The most important setting is the data_endpoints parameter that, when set, will allow the SDK to parallelize the select across multiple CNodes. Without this, only the CNode specified in the connect() will service the select.

from vastdb.config import QueryConfig

# load default configuration values
cfg = QueryConfig()

# set data_endpoints to CNode VIPs
cfg.data_endpoints = [
    "http://172.19.196.1",
    "http://172.19.196.2",
    "http://172.19.196.3",
    "http://172.19.196.4",
]

table.select(columns=['c1'], predicate=(_.c2 > 2), config=cfg)

If using DNS with either TTL=0 or multi-response per the Best Practice on Load Balancing CNodes, passing in the same DNS name equal to the number of VIPs is a decent proxy.

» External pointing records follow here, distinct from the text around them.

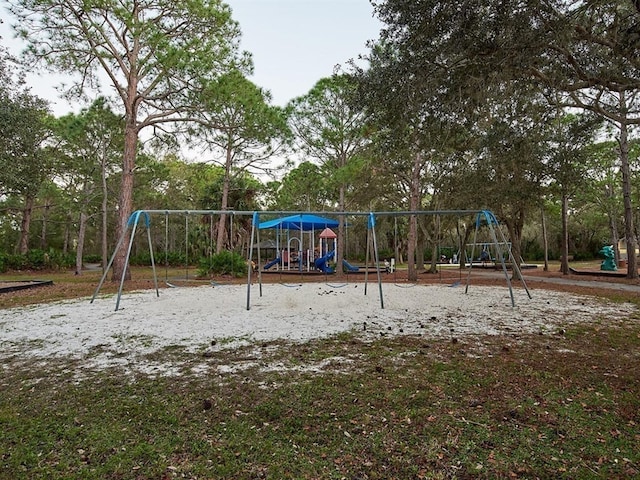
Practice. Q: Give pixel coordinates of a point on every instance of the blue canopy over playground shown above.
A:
(301, 222)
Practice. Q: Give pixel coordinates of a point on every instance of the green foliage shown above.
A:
(223, 263)
(36, 259)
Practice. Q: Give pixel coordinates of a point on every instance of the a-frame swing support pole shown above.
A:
(492, 223)
(133, 223)
(372, 227)
(255, 222)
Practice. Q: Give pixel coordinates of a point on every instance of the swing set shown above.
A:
(483, 217)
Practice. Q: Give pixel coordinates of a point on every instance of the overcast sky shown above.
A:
(294, 43)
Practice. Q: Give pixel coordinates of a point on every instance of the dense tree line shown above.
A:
(525, 108)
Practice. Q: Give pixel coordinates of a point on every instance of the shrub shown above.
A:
(223, 263)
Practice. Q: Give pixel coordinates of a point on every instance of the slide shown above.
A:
(272, 263)
(349, 267)
(321, 263)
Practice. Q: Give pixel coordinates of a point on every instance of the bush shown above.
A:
(223, 263)
(36, 259)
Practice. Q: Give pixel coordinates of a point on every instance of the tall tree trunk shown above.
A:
(82, 230)
(45, 219)
(545, 240)
(414, 204)
(515, 226)
(23, 245)
(125, 200)
(564, 261)
(632, 266)
(224, 201)
(104, 243)
(341, 230)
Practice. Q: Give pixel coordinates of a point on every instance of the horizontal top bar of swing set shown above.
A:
(306, 212)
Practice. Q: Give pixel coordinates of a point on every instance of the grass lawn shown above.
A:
(563, 405)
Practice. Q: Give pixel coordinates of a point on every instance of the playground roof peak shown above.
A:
(328, 233)
(300, 222)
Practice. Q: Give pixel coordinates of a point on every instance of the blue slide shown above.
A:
(349, 267)
(271, 263)
(321, 263)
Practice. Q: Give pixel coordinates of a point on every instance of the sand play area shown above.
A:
(198, 319)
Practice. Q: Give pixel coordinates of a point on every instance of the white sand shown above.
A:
(196, 318)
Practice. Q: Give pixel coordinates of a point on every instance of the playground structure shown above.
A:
(293, 250)
(483, 217)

cfg.data_endpoints = ["http://vip-pool.v123-xy.VastENG.lab"] * 16  # assuming 16 VIPs in the pool

Filters and Projections

The SDK supports predicate and projection pushdown using Ibis:

from ibis import _

# SELECT c1 FROM t WHERE (c2 > 2) AND (c3 IS NULL)
table.select(columns=['c1'],
             predicate=(_.c2 > 2) & _.c3.isnull())

# SELECT c2, c3 FROM t WHERE (c2 BETWEEN 0 AND 1) OR (c2 > 10)
table.select(columns=['c2', 'c3'],
             predicate=(_.c2.between(0, 1) | (_.c2 > 10))

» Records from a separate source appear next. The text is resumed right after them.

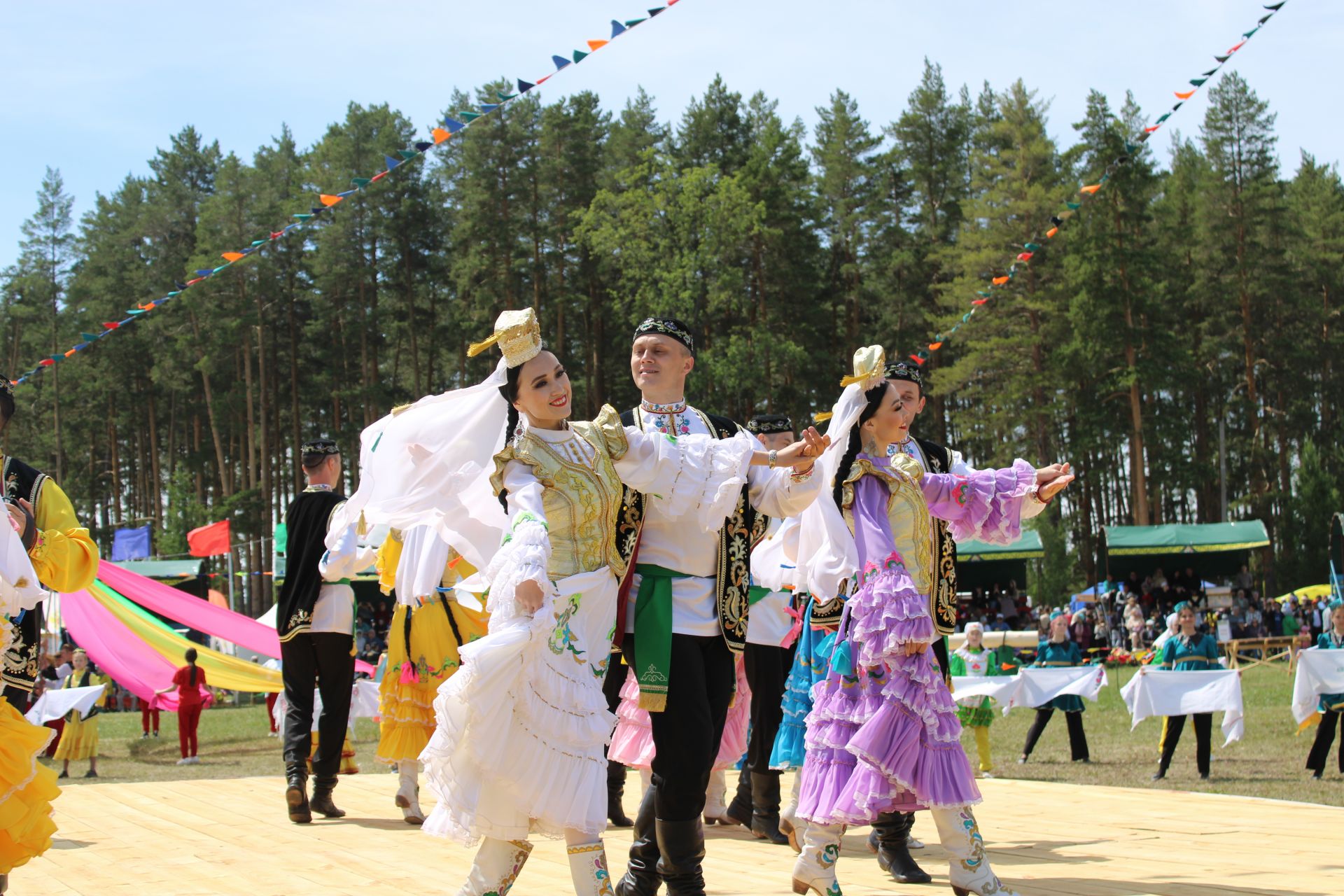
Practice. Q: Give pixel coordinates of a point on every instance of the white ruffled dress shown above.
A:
(522, 727)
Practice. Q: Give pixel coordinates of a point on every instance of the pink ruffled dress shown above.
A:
(632, 745)
(883, 732)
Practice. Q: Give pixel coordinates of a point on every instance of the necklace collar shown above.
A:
(675, 407)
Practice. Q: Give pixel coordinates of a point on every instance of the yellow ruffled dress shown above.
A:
(27, 789)
(420, 659)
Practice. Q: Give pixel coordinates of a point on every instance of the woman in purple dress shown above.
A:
(883, 732)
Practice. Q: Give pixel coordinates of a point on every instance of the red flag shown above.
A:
(209, 540)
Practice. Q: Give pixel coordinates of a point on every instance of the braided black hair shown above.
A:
(875, 397)
(510, 393)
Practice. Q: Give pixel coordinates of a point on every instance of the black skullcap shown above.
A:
(667, 327)
(769, 424)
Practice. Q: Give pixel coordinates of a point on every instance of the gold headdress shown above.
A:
(518, 335)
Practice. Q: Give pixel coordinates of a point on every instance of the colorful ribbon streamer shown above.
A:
(330, 200)
(1086, 194)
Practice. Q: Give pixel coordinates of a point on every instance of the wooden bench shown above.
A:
(1270, 649)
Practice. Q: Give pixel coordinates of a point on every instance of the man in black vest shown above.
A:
(890, 837)
(686, 617)
(315, 618)
(64, 555)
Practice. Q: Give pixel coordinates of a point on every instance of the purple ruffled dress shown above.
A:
(883, 732)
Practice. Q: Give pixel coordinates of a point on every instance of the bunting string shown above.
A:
(444, 131)
(1028, 251)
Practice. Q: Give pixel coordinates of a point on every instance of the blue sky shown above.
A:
(94, 88)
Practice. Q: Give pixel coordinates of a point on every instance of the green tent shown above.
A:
(1211, 548)
(981, 564)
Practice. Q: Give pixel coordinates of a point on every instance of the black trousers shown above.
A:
(768, 669)
(687, 734)
(321, 660)
(1077, 736)
(1324, 741)
(1203, 739)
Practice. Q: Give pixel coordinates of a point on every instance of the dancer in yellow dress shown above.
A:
(80, 738)
(428, 628)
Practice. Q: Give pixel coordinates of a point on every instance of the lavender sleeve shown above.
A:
(984, 504)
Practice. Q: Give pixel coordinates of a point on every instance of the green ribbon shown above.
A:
(654, 634)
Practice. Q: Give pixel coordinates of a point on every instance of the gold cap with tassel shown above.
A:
(518, 335)
(869, 363)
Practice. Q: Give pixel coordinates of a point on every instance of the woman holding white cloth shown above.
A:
(522, 726)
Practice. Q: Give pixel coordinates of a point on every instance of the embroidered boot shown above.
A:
(588, 868)
(296, 793)
(407, 793)
(496, 867)
(815, 869)
(321, 802)
(969, 872)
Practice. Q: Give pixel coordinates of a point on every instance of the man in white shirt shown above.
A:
(686, 615)
(315, 618)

# SELECT * FROM t WHERE c3 LIKE '%substring%'
table.select(predicate=_.c3.contains('substring'))

See the Predicate pushdown support document for more information on constructing predicates using Ibis.

Import Parquet files via S3 protocol

You can efficiently create tables from Parquet files that already exist in an S3 bucket on VAST without copying them via the client. If more than one file is included in parquet_files they will be loaded concurrently.

with session.transaction() as tx:
    schema = tx.bucket('database-name').schema('schema-name')
    table = util.create_table_from_files(
        schema=schema, table_name='imported-table',
        parquet_files=['/bucket-name/staging/file.parquet'])

If the table already exists, you can use the table.import_files() method to add more data to the table from Parquet files that already exist in an S3 bucket on VAST.

with session.transaction() as tx:
    table = tx.bucket('database-name').schema('schema-name').table('table-name')
    table.import_files(["/bucket-name/staging/file2.parquet"])

Semi-sorted Projections

Create, list and delete available semi-sorted projections:

p = table.create_projection('proj', sorted=['c3'], unsorted=['c1'])
print(table.projections())
print(p.get_stats())
p.drop()

Snapshots

You can access the VAST Database using snapshots:

snaps = bucket.list_snapshots()
batches = snaps[0].schema('schema-name').table('table-name').select()

Interactive and Non-Interactive Workflows

A Table created via the Schema object (tx.bucket('..').schema('..').table('..')) loads metadata and stats eagerly allowing for interactive development. Each object (bucket, schema, table) requires one or more round-trips to the server and .table() will fetch the full table schema.

It's generally more efficient to use the TableMetadata interface that allows for both lazy loading of the schemas as it's needed, as well as allowing reusing the metadata across transactions.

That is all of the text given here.